For well over a hundred years now, Jewish history has been the preferred subject for adult Jewish education in emancipated communities. If, as a wit once said, the Jewish people was healthy until its rabbis became doctors, it also was learned and pious until it began to study Jewish history. Nobody was at fault. The rabbis’ becoming doctors did not cause but was caused by the Jewish people’s losing its health, and the study of Jewish history did not cause but was caused by the loss of the old learning and piety.

There are several reasons for the popularity of Jewish history in adult curricula. The first is that Jewish emancipation and enlightenment got their characteristic stamp in 19th-century Germany, the birthplace of modern historiography and historicism. The great German Jewish scholars were historians, and though some of them had reservations about popularizing Jewish history, the demand and the need could not be resisted. If we were asked to think of a Jewish historian, we would probably think first of Graetz, and he was a popularizer as well as a scholar.
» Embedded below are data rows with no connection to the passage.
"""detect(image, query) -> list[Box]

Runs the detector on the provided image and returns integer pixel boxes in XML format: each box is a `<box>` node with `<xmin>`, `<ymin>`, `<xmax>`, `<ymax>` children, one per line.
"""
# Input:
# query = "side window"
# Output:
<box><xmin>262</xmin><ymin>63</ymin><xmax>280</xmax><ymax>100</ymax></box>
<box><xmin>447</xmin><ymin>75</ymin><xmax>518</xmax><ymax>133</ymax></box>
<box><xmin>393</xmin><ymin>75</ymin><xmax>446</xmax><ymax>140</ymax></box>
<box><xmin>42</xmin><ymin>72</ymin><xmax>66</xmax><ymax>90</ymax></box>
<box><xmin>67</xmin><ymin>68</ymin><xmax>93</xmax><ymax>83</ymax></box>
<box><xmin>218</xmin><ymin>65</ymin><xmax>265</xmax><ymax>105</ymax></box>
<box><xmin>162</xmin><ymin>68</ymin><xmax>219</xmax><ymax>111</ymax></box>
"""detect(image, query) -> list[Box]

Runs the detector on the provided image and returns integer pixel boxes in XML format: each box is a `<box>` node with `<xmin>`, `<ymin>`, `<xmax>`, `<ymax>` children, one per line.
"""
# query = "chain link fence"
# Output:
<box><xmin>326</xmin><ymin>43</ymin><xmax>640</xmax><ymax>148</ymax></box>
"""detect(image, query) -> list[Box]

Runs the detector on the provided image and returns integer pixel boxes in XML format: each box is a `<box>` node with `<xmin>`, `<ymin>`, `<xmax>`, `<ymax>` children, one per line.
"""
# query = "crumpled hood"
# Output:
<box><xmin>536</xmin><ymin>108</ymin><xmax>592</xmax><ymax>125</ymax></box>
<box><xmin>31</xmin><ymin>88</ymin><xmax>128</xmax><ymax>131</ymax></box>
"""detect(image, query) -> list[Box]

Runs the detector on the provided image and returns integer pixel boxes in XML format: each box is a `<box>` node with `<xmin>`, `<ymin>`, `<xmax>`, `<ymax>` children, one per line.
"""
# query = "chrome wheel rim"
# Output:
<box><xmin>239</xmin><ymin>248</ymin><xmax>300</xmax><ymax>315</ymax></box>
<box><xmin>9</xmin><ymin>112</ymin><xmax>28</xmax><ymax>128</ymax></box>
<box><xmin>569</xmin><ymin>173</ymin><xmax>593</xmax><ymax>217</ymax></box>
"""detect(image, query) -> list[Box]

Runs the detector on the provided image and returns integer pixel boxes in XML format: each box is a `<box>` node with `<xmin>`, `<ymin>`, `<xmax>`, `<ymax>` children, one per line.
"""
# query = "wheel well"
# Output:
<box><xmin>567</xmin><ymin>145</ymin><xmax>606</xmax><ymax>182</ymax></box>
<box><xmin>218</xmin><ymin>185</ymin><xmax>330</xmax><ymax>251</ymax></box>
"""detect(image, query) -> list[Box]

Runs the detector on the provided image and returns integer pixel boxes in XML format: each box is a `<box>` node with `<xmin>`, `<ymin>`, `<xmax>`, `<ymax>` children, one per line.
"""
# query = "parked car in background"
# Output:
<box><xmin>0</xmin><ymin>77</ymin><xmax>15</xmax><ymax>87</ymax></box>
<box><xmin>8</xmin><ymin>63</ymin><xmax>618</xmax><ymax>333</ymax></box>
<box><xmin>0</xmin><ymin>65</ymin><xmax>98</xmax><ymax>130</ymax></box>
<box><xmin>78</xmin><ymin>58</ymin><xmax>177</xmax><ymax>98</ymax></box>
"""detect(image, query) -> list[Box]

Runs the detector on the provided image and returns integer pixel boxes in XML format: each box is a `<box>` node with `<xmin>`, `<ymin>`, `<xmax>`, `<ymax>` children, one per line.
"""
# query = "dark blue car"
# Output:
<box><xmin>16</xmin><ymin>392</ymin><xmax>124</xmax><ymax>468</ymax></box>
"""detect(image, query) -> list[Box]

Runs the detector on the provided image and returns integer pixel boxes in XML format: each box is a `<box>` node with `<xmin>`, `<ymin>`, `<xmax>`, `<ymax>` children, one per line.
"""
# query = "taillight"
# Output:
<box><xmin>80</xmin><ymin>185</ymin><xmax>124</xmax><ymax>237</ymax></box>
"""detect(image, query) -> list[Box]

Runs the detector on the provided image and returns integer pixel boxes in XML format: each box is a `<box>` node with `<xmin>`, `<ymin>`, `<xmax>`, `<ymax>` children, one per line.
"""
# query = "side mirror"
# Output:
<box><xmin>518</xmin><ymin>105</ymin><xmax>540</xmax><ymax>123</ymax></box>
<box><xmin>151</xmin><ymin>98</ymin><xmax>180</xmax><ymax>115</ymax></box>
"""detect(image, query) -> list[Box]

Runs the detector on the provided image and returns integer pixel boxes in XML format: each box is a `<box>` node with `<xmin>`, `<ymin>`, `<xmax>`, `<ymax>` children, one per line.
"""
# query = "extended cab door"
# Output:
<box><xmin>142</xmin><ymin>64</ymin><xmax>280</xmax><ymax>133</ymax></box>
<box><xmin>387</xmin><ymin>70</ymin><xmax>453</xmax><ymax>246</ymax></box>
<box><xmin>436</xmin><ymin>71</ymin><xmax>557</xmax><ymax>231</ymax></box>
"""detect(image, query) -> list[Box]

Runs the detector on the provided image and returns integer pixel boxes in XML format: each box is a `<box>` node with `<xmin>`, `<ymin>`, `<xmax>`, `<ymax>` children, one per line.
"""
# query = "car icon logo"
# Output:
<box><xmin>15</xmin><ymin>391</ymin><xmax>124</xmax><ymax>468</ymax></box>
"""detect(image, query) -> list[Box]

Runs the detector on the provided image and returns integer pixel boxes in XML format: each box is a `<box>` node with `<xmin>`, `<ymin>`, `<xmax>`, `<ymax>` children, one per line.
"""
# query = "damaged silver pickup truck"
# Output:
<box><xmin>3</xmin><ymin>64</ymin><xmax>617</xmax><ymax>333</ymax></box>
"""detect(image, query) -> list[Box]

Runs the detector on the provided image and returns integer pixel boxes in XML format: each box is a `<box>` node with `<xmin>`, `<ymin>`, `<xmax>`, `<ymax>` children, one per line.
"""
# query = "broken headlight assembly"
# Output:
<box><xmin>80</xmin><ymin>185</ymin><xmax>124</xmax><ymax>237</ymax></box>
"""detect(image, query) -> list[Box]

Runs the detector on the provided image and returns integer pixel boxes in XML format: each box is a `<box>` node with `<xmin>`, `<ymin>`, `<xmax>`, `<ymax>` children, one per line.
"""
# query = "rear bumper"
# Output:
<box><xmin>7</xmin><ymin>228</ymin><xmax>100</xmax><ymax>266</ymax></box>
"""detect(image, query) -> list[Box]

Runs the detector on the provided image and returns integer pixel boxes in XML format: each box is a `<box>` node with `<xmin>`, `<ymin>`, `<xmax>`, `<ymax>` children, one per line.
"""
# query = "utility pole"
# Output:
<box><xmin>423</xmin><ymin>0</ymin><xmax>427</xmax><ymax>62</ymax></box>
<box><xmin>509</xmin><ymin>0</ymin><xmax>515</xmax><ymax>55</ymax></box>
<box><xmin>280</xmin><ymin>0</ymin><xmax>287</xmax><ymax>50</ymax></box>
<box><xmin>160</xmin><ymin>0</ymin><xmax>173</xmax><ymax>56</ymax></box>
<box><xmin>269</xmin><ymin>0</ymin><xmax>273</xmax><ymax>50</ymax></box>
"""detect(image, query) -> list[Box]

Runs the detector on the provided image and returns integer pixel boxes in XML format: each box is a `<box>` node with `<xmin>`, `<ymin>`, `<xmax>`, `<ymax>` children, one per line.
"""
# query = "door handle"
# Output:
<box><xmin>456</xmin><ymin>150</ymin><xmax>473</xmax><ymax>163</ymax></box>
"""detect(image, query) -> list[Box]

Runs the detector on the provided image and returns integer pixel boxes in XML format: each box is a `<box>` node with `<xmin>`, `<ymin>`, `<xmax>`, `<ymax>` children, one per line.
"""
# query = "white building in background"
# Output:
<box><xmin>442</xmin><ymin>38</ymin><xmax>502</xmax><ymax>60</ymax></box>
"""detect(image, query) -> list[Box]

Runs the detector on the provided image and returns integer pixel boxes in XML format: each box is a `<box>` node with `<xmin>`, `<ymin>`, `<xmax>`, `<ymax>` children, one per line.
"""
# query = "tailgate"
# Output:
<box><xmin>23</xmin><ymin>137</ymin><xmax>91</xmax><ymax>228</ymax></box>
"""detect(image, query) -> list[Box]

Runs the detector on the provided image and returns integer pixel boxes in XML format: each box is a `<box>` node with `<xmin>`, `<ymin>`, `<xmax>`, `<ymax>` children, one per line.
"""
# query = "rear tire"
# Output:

Most of the other reasons for the popularity of Jewish history have to do with the contemporary Jew’s equivocal relation to his forebears and their tradition. They could afford to ignore history, as Jews had ignored it since before the canonization of the Bible, because they knew the sacred past, awaited a redeeming future, and tried to bear and do God’s will in the present. The modern Jew, who cannot be as they were and do as they did, contents himself with stories about them. It is easier to read history than to study the Talmud, or even the Pentateuch with Rashi. The Jew of the past did good deeds and thought holy thoughts; the good deeds of the Jew in America today are the UJA and Federation, and his holy thoughts are his courses in Jewish history.

The curious result is a change from worship of the Lord who chose Israel, despite their unworthiness, and whose revelation to them we read in the Torah, to a worship of the ancestors, the people of Israel, who had the genius to originate the lofty idea of monotheism and to compose so great a literary work as the Bible, and whose creativity, in everchanging form, never ceased in all the ages that followed. Like physical theory, historical inquiry banishes God, who explains too much too easily; and the axiom of historicism is that thought and belief are historically determined. That his ancestors so feared and loved God that they endured exile and death for His Name’s sake teaches the modern Jew to honor them, not to believe in Him. The Bible can talk of the idolatry of the Israelites, because for the Bible the object of reverence is God. If Kaufmann insists on the essential monotheism of the Israelites, is that because for him, as for many others, the object of reverence has become the people of Israel?